Les Sages étaient critiques vis-à-vis de celui qui porte le deuil pendant trop longtemps.[1] Ils ont dit que D.ieu dit Lui-même d’une telle personne, “As-tu plus de compassion que moi ?” Maïmonide décrète :

“Une personne ne devrait pas avoir le cœur brisé de manière excessive pour la mort d’une personne, tel qu’il est dit, “Ne pleurez pas celui qui est mort, et ne le plaignez pas !”(Jérémie 22:10). Cela signifie, ‘Ne pleure pas à outrance.’ Car la mort fait partie de la vie, et celui qui s’endeuille trop longtemps pour quelque chose qui fait partie de la vie est un sot.”[2]

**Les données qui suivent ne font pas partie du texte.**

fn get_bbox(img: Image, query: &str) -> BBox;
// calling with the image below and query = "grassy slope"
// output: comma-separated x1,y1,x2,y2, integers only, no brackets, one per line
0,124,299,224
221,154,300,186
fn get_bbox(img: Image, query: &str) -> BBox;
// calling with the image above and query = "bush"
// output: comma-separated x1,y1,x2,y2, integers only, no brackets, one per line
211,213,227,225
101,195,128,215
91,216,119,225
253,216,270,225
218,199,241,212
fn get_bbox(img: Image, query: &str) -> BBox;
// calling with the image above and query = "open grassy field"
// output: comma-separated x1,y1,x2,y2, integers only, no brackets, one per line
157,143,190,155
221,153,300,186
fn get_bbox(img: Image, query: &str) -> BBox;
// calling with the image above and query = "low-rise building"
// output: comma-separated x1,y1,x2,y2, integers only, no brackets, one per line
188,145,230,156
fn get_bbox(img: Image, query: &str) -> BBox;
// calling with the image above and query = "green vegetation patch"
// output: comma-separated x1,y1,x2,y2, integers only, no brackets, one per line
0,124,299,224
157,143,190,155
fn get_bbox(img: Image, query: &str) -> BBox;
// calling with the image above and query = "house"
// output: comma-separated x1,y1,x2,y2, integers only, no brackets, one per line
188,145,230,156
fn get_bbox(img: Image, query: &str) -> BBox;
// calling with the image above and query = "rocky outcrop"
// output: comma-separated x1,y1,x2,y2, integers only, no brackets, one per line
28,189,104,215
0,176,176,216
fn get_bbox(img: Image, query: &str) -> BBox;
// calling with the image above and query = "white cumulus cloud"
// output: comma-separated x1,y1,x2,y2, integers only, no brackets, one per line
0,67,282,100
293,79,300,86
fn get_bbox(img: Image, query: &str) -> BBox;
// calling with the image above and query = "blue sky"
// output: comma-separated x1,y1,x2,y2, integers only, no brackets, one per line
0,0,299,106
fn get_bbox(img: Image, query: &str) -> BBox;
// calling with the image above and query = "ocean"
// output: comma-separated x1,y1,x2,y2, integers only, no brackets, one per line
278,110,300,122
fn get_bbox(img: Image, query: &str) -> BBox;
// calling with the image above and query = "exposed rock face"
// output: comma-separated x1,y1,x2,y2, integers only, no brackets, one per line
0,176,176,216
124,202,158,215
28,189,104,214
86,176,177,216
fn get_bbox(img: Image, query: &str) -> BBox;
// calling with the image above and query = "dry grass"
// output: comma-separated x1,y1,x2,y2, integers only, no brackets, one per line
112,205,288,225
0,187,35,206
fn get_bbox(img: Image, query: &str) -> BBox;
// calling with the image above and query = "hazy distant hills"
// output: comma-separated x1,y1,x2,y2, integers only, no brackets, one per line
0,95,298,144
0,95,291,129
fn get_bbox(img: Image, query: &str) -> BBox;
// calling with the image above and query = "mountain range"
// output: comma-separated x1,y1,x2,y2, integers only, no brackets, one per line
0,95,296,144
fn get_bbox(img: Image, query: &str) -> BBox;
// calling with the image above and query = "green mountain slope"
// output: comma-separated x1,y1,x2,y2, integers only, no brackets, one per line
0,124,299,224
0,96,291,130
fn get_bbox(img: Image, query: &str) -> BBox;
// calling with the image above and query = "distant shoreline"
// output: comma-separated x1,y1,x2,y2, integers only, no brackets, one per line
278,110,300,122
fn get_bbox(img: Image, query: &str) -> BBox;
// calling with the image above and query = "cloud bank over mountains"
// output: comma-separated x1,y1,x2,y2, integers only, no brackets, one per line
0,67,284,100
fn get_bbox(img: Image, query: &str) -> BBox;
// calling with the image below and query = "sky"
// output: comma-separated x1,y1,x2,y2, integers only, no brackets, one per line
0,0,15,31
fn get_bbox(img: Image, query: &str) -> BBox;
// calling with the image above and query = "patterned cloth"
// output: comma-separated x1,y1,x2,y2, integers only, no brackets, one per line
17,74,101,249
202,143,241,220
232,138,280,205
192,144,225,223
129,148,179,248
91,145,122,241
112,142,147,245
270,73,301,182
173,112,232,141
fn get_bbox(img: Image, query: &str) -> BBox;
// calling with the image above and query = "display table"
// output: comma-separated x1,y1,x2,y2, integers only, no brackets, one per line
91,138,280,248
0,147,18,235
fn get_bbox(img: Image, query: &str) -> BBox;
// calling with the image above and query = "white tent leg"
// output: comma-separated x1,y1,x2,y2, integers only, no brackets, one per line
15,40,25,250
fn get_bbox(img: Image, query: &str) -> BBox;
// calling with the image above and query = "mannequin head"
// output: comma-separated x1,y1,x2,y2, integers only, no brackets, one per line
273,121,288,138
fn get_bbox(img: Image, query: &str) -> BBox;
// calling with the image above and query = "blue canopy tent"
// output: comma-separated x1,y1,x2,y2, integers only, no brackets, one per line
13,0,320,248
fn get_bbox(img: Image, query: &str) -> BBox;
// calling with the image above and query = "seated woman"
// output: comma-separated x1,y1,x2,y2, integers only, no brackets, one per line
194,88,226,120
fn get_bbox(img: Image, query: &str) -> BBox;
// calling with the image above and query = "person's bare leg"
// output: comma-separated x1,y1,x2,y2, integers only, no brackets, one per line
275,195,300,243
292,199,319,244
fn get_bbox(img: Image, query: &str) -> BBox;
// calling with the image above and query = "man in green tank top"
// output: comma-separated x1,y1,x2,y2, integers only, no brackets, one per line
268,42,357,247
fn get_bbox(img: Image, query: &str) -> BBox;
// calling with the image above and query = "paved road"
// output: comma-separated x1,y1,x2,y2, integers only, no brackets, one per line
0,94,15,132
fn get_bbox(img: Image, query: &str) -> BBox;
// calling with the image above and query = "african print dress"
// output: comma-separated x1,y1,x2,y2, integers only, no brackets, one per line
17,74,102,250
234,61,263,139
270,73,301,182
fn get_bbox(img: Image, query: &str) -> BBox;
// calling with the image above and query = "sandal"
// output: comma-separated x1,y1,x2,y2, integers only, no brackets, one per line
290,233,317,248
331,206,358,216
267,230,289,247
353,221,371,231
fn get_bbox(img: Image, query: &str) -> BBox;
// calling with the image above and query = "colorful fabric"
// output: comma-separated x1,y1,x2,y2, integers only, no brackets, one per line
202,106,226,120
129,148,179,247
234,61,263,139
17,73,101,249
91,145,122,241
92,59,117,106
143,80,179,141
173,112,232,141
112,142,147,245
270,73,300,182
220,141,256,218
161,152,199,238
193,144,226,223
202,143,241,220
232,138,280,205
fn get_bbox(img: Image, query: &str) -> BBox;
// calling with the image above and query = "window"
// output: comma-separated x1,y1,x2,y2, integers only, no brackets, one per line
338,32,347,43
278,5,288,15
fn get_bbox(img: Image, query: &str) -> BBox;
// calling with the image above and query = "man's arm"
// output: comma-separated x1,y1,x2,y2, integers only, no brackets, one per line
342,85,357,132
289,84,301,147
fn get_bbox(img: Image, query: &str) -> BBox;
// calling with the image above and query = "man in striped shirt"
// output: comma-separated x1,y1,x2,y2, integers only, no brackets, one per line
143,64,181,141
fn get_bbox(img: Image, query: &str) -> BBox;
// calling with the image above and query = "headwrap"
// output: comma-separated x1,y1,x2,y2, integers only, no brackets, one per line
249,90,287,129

À de rares exceptions près, la limite du chagrin dans la loi juive est d’un an, pas plus.

Mais le fait de connaître tout cela n’a pas aidé. Nous ne sommes pas toujours maîtres de nos émotions. Et le fait de réconforter les autres ne vous prépare pas non plus à votre propre expérience de la perte d’un proche. La loi juive règle la conduite extérieure, pas les sentiments intérieurs ; et lorsqu’elle traite des émotions, comme le commandements d’aimer et de ne pas haïr, la Halakha traduit généralement cela en termes de comportement, en prenant pour acquis, pour reprendre le langage du Sefer haHinoukh, que le “cœur suit l’action”.[3]

J’ai ressenti un trou noir existentiel, un vide au cœur de mon être. Cela a anéanti mes sensations, me laissant incapable de dormir ou de me concentrer, comme si la vie se déroulait à une grande distance de moi et comme si j’étais un spectateur qui regardait un film flou sans son. Cet état d’âme est finalement passé, mais lorsqu’il était là, je commis certaines des pires erreurs de ma vie.

Je mentionne ces éléments car ce sont les fils conducteurs de la parachat ‘Houkat. L’épisode le plus frappant est le moment au cours duquel le peuple se plaint à propos du manque d’eau. Moïse fait une erreur, et bien que D.ieu envoie de l’eau d’un rocher, Il sanctionne aussi Moïse avec un châtiment presque insoutenable : “Puisque tu n’as pas assez cru en Moi pour Me sanctifier aux yeux des enfants d’Israël, aussi ne conduiras-tu point ce peuple dans le pays que Je leur ai donné.” (Nombres 20:12).

Les commentateurs débattent de ce qu’il fit de mal exactement. Est-ce parce qu’il perdit patience avec le peuple (“Écoutez, ô rebelles !” [Nombres 20:10] )? Qu’il frappa le rocher au lieu de lui parler ? Qu’il laissa entendre que ce n’était pas D.ieu mais lui et Aaron qui étaient responsables pour l’eau (Est-ce que de ce rocher nous pouvons faire sortir de l’eau pour vous ?” [Nombres 20:10]).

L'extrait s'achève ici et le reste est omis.